Monitoring Cluster Status

You can monitor the status of the nodes in your cluster using the bpstat or beostatus commands.

bpstat

The bpstat command, run at a shell prompt on the master node, shows a table of status information for each node in the cluster. You do not need to be a privileged user to use this command.

Following is an example of the outputs from bpstat for a cluster with 10 compute nodes.

Node(s)     Status       Mode       User       Group
5-9         down         ---------- root       root
4           up           ---x--x--x any        any
0-3         up           ---x--x--x root       root

Some things to keep in mind for bpstat:

  • Ensure that each node is listed as up. The node count is based upon the nodes and iprange entries in the /etc/beowulf/config configuration file.

  • Nodes that have not yet been configured are marked as down.

  • Nodes currently booting are temporarily shown with a status of boot.

  • An error status indicates a node initialization problem. Check for error messages in the log file /var/log/beowulf/node.N (where N is the node number). Typical problems are failing network connections, unpartitioned harddrives, or unavailable network file systems.

BeoStatus

The BeoStatus tool is a graphical user interface (GUI) program. You can start it by clicking the BeoStatus icon on the desktop.

BeoStatus Icon

Alternatively, type the command beostatus in a terminal window on the master node; you do not need to be a privileged user to use this command.

You can also view the status of the cluster in text mode by typing the command beostatus -c at a terminal window on the master node.

The default BeoStatus GUI mode (shown below) is a tabular format known as the “Classic” display. Each row corresponds to a different node, with specific state and resource usage information displayed per node.

BeoStatus in the Classic Display Mode

Figure 1. BeoStatus in the “Classic” Display Mode

You should sanity-check the information shown in the BeoStatus window. The configured nodes that are powered up (those with a green checkmark in the “Up” column) should show expected values in the associated usage columns. When there are no active jobs on your cluster, the CPU and Network columns should be fairly close to zero. The memory usage columns (Memory, Swap, and Disk) should be showing reasonable values.

  • Node — The node’s assigned node number, starting at zero. Node -1, if shown, is the master node. The total number of node entries shown is set by the “iprange” or “nodes” keywords in the file /etc/beowulf/config, rather than the number of detected nodes. The entry for an inactive node displays the last reported data in a grayed-out row.

  • Up — A graphical representation of the node’s status. A green checkmark is shown if the node is up and available. Otherwise, a red “X” is shown.

  • State — The node’s last known state. This should agree with the state reported by both the bpstat and beostatus commands.

  • CPU “X” — The CPU loads for the node’s processors; at minimum, this indicates the CPU load for the first processor in each node.

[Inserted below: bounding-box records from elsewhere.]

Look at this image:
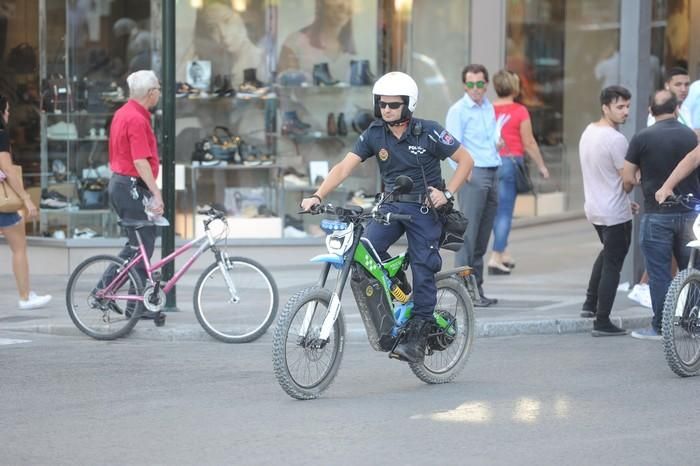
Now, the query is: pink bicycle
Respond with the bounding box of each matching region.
[66,209,279,343]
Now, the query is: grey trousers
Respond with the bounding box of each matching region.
[455,167,498,288]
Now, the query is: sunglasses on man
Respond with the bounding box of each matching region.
[464,81,486,89]
[379,100,403,110]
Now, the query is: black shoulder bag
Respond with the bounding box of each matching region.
[413,123,469,251]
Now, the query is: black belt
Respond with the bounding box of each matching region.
[384,193,427,204]
[112,173,148,189]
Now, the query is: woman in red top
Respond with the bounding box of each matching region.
[488,70,549,275]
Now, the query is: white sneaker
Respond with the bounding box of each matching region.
[19,291,51,310]
[627,283,651,309]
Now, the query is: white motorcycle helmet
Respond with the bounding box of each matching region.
[372,71,418,120]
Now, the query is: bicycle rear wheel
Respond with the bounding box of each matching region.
[66,255,143,340]
[193,257,279,343]
[662,269,700,377]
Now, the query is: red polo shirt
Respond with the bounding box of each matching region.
[109,99,160,178]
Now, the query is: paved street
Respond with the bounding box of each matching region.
[0,331,700,465]
[0,220,651,341]
[0,220,688,465]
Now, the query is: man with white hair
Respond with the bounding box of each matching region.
[102,70,165,324]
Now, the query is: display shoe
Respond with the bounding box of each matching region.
[214,76,236,97]
[336,112,348,136]
[282,111,311,136]
[488,261,510,275]
[313,63,340,86]
[326,112,338,136]
[238,68,267,97]
[350,60,376,86]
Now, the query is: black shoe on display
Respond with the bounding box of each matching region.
[394,316,430,363]
[212,75,236,97]
[238,68,267,97]
[282,110,311,136]
[350,60,376,86]
[313,63,340,86]
[326,112,338,136]
[336,112,348,136]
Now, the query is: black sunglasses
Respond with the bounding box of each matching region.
[379,100,403,110]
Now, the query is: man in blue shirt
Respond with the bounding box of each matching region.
[445,64,501,307]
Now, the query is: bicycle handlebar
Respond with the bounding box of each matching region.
[298,204,413,223]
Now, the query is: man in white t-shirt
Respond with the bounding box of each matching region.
[679,79,700,139]
[579,86,632,336]
[647,66,695,129]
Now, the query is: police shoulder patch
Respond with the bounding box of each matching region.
[438,129,455,146]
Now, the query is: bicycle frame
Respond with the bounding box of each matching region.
[100,222,238,302]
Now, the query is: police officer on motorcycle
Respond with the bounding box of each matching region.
[301,71,474,362]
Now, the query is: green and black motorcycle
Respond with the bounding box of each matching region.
[273,176,474,400]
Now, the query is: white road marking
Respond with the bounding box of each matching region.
[0,338,31,346]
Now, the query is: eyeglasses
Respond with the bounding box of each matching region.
[464,81,486,89]
[379,100,403,110]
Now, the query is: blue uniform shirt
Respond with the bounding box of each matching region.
[445,93,501,168]
[352,118,459,194]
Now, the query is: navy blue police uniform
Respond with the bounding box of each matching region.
[353,118,459,319]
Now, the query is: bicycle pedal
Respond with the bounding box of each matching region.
[153,312,165,327]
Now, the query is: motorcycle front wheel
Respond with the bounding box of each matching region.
[272,287,345,400]
[662,269,700,377]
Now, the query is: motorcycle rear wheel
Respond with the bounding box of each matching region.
[408,277,475,384]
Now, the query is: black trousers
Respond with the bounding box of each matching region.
[583,220,632,323]
[108,175,156,284]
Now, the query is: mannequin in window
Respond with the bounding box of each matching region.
[112,18,151,73]
[277,0,355,79]
[187,0,265,83]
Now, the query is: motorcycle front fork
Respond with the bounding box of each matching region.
[299,263,350,341]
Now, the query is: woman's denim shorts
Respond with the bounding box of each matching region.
[0,212,22,228]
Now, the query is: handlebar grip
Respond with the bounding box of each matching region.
[386,212,413,222]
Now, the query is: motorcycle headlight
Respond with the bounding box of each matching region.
[326,223,353,256]
[693,212,700,239]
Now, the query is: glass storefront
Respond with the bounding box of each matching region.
[505,0,700,215]
[0,0,700,239]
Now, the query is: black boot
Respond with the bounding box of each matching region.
[326,112,338,136]
[394,316,430,363]
[474,287,498,307]
[350,60,375,86]
[238,68,267,96]
[282,110,311,136]
[336,112,348,136]
[313,63,340,86]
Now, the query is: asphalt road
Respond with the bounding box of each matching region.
[0,331,700,465]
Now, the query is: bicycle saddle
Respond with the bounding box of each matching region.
[117,218,155,230]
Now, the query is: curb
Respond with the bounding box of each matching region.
[3,317,651,341]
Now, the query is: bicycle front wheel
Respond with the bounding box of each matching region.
[193,257,279,343]
[66,255,143,340]
[662,269,700,377]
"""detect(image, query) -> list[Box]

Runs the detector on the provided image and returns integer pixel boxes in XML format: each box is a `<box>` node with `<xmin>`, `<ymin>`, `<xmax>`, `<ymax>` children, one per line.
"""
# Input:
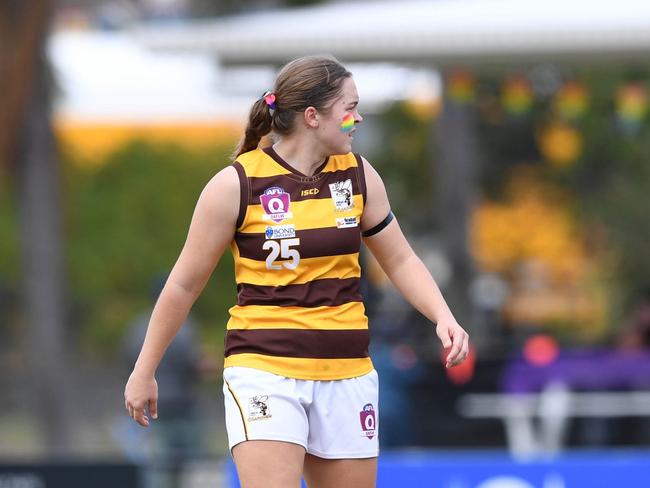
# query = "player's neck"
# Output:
<box><xmin>273</xmin><ymin>137</ymin><xmax>328</xmax><ymax>176</ymax></box>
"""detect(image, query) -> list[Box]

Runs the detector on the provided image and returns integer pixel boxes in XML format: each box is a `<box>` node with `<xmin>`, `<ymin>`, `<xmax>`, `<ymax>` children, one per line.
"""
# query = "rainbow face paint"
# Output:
<box><xmin>341</xmin><ymin>114</ymin><xmax>354</xmax><ymax>132</ymax></box>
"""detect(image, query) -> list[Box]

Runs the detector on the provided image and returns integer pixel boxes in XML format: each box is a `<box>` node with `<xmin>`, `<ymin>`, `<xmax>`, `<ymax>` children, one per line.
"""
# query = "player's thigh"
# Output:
<box><xmin>232</xmin><ymin>441</ymin><xmax>305</xmax><ymax>488</ymax></box>
<box><xmin>304</xmin><ymin>454</ymin><xmax>377</xmax><ymax>488</ymax></box>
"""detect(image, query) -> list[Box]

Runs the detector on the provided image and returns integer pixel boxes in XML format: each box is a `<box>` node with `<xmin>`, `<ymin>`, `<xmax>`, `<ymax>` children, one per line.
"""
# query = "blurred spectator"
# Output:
<box><xmin>112</xmin><ymin>278</ymin><xmax>204</xmax><ymax>488</ymax></box>
<box><xmin>618</xmin><ymin>288</ymin><xmax>650</xmax><ymax>350</ymax></box>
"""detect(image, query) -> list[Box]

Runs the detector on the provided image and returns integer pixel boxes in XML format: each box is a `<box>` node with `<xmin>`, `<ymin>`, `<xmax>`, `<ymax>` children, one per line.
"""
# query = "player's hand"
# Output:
<box><xmin>436</xmin><ymin>317</ymin><xmax>469</xmax><ymax>368</ymax></box>
<box><xmin>124</xmin><ymin>371</ymin><xmax>158</xmax><ymax>427</ymax></box>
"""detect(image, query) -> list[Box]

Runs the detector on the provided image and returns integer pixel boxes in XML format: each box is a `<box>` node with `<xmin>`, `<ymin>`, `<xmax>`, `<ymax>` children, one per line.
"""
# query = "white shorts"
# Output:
<box><xmin>223</xmin><ymin>366</ymin><xmax>379</xmax><ymax>459</ymax></box>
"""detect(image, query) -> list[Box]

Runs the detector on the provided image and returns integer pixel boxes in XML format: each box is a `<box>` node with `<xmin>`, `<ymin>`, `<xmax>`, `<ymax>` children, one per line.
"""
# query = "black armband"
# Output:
<box><xmin>361</xmin><ymin>212</ymin><xmax>395</xmax><ymax>237</ymax></box>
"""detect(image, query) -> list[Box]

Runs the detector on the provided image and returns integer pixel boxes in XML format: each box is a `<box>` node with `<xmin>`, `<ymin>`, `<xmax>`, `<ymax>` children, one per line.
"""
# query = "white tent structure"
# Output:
<box><xmin>133</xmin><ymin>0</ymin><xmax>650</xmax><ymax>346</ymax></box>
<box><xmin>135</xmin><ymin>0</ymin><xmax>650</xmax><ymax>65</ymax></box>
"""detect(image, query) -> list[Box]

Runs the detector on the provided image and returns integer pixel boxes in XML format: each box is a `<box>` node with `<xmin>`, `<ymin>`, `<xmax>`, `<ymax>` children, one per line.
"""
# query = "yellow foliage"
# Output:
<box><xmin>54</xmin><ymin>119</ymin><xmax>243</xmax><ymax>164</ymax></box>
<box><xmin>470</xmin><ymin>170</ymin><xmax>607</xmax><ymax>338</ymax></box>
<box><xmin>471</xmin><ymin>170</ymin><xmax>585</xmax><ymax>280</ymax></box>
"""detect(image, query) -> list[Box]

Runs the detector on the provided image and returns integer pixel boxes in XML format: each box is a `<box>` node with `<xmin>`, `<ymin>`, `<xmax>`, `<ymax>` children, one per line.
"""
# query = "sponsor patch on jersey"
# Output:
<box><xmin>336</xmin><ymin>217</ymin><xmax>359</xmax><ymax>229</ymax></box>
<box><xmin>248</xmin><ymin>395</ymin><xmax>272</xmax><ymax>422</ymax></box>
<box><xmin>264</xmin><ymin>224</ymin><xmax>296</xmax><ymax>239</ymax></box>
<box><xmin>260</xmin><ymin>186</ymin><xmax>293</xmax><ymax>222</ymax></box>
<box><xmin>329</xmin><ymin>178</ymin><xmax>354</xmax><ymax>212</ymax></box>
<box><xmin>359</xmin><ymin>403</ymin><xmax>377</xmax><ymax>439</ymax></box>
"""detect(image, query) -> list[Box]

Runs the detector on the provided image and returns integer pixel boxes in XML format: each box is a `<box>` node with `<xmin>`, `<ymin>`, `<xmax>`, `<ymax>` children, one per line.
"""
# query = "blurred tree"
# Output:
<box><xmin>0</xmin><ymin>0</ymin><xmax>72</xmax><ymax>454</ymax></box>
<box><xmin>64</xmin><ymin>140</ymin><xmax>236</xmax><ymax>358</ymax></box>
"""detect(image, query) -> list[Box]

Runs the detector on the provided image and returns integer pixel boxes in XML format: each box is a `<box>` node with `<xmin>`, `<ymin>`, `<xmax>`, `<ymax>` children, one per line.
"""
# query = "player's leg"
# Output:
<box><xmin>304</xmin><ymin>370</ymin><xmax>379</xmax><ymax>488</ymax></box>
<box><xmin>232</xmin><ymin>441</ymin><xmax>305</xmax><ymax>488</ymax></box>
<box><xmin>223</xmin><ymin>367</ymin><xmax>309</xmax><ymax>488</ymax></box>
<box><xmin>304</xmin><ymin>454</ymin><xmax>377</xmax><ymax>488</ymax></box>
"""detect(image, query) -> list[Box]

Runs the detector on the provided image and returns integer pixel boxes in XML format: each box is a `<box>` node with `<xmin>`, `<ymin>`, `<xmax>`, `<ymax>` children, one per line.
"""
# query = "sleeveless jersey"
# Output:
<box><xmin>224</xmin><ymin>147</ymin><xmax>373</xmax><ymax>380</ymax></box>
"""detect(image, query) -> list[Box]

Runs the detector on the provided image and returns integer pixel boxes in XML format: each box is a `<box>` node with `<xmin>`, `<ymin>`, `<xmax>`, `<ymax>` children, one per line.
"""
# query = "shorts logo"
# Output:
<box><xmin>359</xmin><ymin>403</ymin><xmax>377</xmax><ymax>439</ymax></box>
<box><xmin>330</xmin><ymin>179</ymin><xmax>354</xmax><ymax>212</ymax></box>
<box><xmin>248</xmin><ymin>395</ymin><xmax>271</xmax><ymax>422</ymax></box>
<box><xmin>260</xmin><ymin>186</ymin><xmax>293</xmax><ymax>222</ymax></box>
<box><xmin>264</xmin><ymin>225</ymin><xmax>296</xmax><ymax>239</ymax></box>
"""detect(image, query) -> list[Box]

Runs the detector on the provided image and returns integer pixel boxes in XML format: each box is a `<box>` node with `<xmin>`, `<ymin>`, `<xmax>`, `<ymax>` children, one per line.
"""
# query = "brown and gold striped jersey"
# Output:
<box><xmin>224</xmin><ymin>147</ymin><xmax>373</xmax><ymax>380</ymax></box>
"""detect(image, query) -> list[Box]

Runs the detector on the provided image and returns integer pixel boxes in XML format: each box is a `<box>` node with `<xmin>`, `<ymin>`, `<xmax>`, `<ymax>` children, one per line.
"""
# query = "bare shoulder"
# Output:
<box><xmin>203</xmin><ymin>165</ymin><xmax>239</xmax><ymax>195</ymax></box>
<box><xmin>354</xmin><ymin>156</ymin><xmax>390</xmax><ymax>231</ymax></box>
<box><xmin>197</xmin><ymin>165</ymin><xmax>240</xmax><ymax>224</ymax></box>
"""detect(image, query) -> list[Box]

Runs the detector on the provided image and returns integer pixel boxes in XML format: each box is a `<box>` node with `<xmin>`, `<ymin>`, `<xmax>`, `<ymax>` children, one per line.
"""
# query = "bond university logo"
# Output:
<box><xmin>330</xmin><ymin>179</ymin><xmax>354</xmax><ymax>212</ymax></box>
<box><xmin>260</xmin><ymin>186</ymin><xmax>293</xmax><ymax>222</ymax></box>
<box><xmin>248</xmin><ymin>395</ymin><xmax>271</xmax><ymax>422</ymax></box>
<box><xmin>359</xmin><ymin>403</ymin><xmax>377</xmax><ymax>439</ymax></box>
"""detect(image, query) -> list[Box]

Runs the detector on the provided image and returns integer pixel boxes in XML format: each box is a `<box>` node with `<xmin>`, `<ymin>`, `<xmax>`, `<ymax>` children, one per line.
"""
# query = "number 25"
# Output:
<box><xmin>262</xmin><ymin>238</ymin><xmax>300</xmax><ymax>269</ymax></box>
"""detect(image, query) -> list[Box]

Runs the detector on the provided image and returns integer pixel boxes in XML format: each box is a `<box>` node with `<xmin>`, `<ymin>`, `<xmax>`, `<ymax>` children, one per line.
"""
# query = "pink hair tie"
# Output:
<box><xmin>262</xmin><ymin>91</ymin><xmax>276</xmax><ymax>115</ymax></box>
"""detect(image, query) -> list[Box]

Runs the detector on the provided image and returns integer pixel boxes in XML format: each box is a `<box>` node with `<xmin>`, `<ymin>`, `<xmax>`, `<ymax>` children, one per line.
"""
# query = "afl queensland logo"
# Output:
<box><xmin>260</xmin><ymin>186</ymin><xmax>293</xmax><ymax>222</ymax></box>
<box><xmin>359</xmin><ymin>403</ymin><xmax>377</xmax><ymax>439</ymax></box>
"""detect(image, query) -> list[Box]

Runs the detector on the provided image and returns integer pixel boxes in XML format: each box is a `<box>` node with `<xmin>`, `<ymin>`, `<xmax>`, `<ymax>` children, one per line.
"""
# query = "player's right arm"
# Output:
<box><xmin>124</xmin><ymin>166</ymin><xmax>240</xmax><ymax>427</ymax></box>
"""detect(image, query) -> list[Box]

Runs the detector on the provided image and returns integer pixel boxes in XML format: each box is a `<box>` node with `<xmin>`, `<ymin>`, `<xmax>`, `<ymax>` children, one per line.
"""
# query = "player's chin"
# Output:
<box><xmin>341</xmin><ymin>137</ymin><xmax>352</xmax><ymax>154</ymax></box>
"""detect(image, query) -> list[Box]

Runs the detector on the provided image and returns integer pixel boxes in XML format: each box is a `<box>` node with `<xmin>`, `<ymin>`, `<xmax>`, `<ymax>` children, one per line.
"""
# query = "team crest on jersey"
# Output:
<box><xmin>336</xmin><ymin>217</ymin><xmax>358</xmax><ymax>229</ymax></box>
<box><xmin>248</xmin><ymin>395</ymin><xmax>271</xmax><ymax>422</ymax></box>
<box><xmin>330</xmin><ymin>179</ymin><xmax>354</xmax><ymax>212</ymax></box>
<box><xmin>359</xmin><ymin>403</ymin><xmax>377</xmax><ymax>439</ymax></box>
<box><xmin>260</xmin><ymin>186</ymin><xmax>293</xmax><ymax>222</ymax></box>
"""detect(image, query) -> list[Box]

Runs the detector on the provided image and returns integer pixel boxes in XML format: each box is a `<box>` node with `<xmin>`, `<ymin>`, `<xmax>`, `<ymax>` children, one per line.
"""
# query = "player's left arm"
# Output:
<box><xmin>361</xmin><ymin>158</ymin><xmax>469</xmax><ymax>367</ymax></box>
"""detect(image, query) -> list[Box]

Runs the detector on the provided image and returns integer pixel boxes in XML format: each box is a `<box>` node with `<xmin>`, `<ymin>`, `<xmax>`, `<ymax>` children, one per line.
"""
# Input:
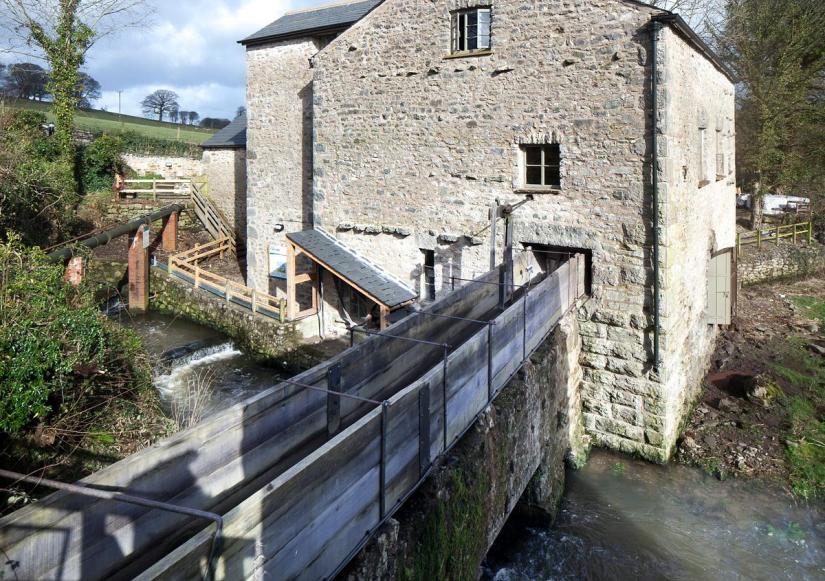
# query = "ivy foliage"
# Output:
<box><xmin>0</xmin><ymin>111</ymin><xmax>78</xmax><ymax>244</ymax></box>
<box><xmin>0</xmin><ymin>235</ymin><xmax>145</xmax><ymax>434</ymax></box>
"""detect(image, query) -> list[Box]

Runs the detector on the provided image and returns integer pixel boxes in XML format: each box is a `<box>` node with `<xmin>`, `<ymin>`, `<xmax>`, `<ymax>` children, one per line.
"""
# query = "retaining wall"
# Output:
<box><xmin>737</xmin><ymin>242</ymin><xmax>825</xmax><ymax>286</ymax></box>
<box><xmin>340</xmin><ymin>312</ymin><xmax>585</xmax><ymax>581</ymax></box>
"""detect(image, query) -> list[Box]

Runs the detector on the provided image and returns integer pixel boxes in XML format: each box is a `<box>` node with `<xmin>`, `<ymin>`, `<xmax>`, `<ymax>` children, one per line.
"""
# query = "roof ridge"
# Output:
<box><xmin>313</xmin><ymin>225</ymin><xmax>416</xmax><ymax>294</ymax></box>
<box><xmin>284</xmin><ymin>0</ymin><xmax>368</xmax><ymax>16</ymax></box>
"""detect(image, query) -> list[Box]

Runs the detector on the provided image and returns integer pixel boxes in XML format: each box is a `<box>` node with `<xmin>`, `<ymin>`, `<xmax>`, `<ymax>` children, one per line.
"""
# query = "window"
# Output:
<box><xmin>452</xmin><ymin>8</ymin><xmax>490</xmax><ymax>53</ymax></box>
<box><xmin>521</xmin><ymin>143</ymin><xmax>561</xmax><ymax>188</ymax></box>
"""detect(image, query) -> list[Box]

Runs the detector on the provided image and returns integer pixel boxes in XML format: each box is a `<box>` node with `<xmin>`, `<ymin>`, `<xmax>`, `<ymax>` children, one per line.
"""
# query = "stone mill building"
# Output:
<box><xmin>224</xmin><ymin>0</ymin><xmax>735</xmax><ymax>459</ymax></box>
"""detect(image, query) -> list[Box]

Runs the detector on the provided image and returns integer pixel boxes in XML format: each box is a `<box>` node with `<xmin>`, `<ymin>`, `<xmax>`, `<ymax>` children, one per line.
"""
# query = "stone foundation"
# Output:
<box><xmin>737</xmin><ymin>242</ymin><xmax>825</xmax><ymax>286</ymax></box>
<box><xmin>341</xmin><ymin>314</ymin><xmax>585</xmax><ymax>580</ymax></box>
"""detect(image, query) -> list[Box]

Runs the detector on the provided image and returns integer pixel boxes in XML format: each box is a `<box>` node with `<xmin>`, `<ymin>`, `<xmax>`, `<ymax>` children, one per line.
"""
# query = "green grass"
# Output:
<box><xmin>791</xmin><ymin>296</ymin><xmax>825</xmax><ymax>324</ymax></box>
<box><xmin>0</xmin><ymin>99</ymin><xmax>215</xmax><ymax>145</ymax></box>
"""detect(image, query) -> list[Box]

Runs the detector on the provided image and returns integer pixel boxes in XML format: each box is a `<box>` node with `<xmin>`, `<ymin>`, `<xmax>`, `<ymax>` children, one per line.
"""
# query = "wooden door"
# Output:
<box><xmin>707</xmin><ymin>249</ymin><xmax>733</xmax><ymax>325</ymax></box>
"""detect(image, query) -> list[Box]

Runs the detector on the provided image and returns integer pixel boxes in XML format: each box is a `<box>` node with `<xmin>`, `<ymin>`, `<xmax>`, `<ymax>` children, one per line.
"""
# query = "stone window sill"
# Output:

Since it is possible to mix uni-processor and multi-processor machines in a Scyld cluster, the number of CPU load columns is equal to the maximum number of processors for any node in your cluster. The label “N/A” will be shown for nodes with less than the maximum number of processors.

  • Memory — The node’s current memory usage.

  • Swap — The node’s current swap space (virtual memory) usage.

  • Disk — The node’s harddrive usage. If a RAM disk is used, the maximum value shown is one-half the amount of physical memory. As the RAM disk competes with the kernel and application processes for memory, not all the RAM may be available.

  • Network — The node’s network bandwidth usage. The total amount of bandwidth available is the sum of all network interfaces for that node.

Running Jobs Across the Cluster

Jobs can be executed on a Scyld cluster using either “directed execution” with the bpsh command or “dynamic execution” with the beorun or mpprun commands.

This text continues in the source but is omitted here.